Об этой варварской окольцованности ярче всего свидетельствовало то, как мои соплеменники, кстати, вместе с присутствующими здесь покупателями-неграми, шли по шопу. Шли по шопу с сейловой распродажей не нужного уже никому в Америке тряпья. Наверное, еще год назад оно было модным, украшало витрины знаменитых Блюмендейлов и Александеров, потом спустилось в магазины на порядок ниже, потом еще и еще ниже, ниже. Пока не докатилось до джаблота - ямы - магазина негров и советских дипломатов.
И в той яме покупатели с выставленным и вывешенным товаром обходились, конечно, соответственно. С одной стороны его перебирал, щупал негр, с другой - наш дипломатический советник энного класса. Снимал с вешалки, щурился, прикидывал на глаз и, если не подходил, не удосуживался даже повесить на место, бросал себе под ноги и двигался дальше, к концу торгового ряда, где стоял короб, и продукция уже лежала в нем навалом. То, как с ней обходились, было достойно кинокамеры. Пролетарии двух материков трудились, как на плантациях кофейного или ананасного юга.

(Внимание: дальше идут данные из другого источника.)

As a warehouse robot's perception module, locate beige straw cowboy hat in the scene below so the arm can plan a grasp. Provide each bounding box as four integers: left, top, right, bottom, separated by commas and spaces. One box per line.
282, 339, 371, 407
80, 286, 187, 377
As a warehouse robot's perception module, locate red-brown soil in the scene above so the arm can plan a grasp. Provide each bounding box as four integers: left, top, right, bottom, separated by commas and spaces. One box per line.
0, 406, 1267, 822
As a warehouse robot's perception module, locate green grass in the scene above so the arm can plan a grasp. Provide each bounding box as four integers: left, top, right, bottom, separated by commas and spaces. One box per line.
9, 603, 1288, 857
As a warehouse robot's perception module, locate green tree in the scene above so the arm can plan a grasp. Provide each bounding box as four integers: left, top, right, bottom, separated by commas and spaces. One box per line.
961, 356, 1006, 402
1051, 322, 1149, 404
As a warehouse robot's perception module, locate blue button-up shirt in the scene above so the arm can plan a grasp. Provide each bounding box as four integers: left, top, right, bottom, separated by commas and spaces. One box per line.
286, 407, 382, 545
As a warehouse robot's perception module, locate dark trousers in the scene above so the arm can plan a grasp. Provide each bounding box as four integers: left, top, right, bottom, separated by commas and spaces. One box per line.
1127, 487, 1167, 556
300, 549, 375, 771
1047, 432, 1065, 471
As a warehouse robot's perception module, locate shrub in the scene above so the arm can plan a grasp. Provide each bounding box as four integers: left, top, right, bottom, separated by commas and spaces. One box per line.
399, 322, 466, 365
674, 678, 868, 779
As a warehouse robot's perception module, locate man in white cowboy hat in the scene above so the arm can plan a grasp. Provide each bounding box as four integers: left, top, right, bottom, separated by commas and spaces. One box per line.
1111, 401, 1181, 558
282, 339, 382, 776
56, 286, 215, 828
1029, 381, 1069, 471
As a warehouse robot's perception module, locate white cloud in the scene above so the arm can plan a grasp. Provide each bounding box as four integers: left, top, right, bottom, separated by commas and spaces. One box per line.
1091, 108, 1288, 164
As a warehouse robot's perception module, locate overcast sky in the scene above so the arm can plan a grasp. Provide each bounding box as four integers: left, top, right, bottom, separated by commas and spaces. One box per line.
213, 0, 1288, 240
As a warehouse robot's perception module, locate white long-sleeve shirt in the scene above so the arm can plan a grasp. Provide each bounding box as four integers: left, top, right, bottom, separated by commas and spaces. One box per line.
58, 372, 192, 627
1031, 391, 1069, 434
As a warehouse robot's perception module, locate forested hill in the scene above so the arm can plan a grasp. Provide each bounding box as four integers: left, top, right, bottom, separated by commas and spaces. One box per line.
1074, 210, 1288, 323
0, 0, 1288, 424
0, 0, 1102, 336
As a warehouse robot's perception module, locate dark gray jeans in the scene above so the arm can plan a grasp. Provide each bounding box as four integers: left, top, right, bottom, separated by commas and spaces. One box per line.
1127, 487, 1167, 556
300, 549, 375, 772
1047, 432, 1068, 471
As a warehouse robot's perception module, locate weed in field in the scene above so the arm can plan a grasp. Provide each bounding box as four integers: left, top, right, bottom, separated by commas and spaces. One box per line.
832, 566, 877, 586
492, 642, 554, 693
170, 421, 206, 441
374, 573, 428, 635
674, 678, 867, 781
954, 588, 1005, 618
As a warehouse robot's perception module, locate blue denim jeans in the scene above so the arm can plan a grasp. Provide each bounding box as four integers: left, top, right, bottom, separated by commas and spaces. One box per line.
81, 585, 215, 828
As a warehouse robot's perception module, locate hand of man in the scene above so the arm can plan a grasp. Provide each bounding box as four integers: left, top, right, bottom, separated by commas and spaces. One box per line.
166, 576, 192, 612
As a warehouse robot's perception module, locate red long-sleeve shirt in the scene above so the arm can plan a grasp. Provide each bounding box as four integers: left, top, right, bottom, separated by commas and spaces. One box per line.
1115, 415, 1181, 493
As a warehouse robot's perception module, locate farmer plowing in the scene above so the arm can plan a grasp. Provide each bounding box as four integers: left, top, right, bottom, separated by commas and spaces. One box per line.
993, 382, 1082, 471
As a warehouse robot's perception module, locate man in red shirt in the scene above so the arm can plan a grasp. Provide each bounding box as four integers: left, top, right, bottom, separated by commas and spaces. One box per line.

Белый и черный, самоуглубившись в штатовские короба, водопадами низвергали оттуда вомэн трусики и колготки, куртки, рубашки, пижамы, поддевки и еще бог весть что, и я бежал из магазина. Тихонько повернулся и крадучись вышел вон, осторожно прикрыв за собою дверь.
На улице было довольно ветрено, сильно попахивало уже уставшим летом, вовсю бушующей американской осенью со слабым придыханьем нашего предзимья. По всему, мы довольно далеко оторвались от небоскребного, рекламно-пестрого Нью-Йорка, хотя сам район, которого мы достигли, был вполне приличен. Наши дипломаты уж явно не стали бы жаловаться, что здесь не хватает солнечного света, как по-советски тонко и в то же время прозрачно хаяли они Нью-Йорк, отвечая на вопросы журналистов, как им нравится город: хорошо, мол, хорошо, но, понимаете, света солнечного мало. Что должно было означать: их давят небоскребы.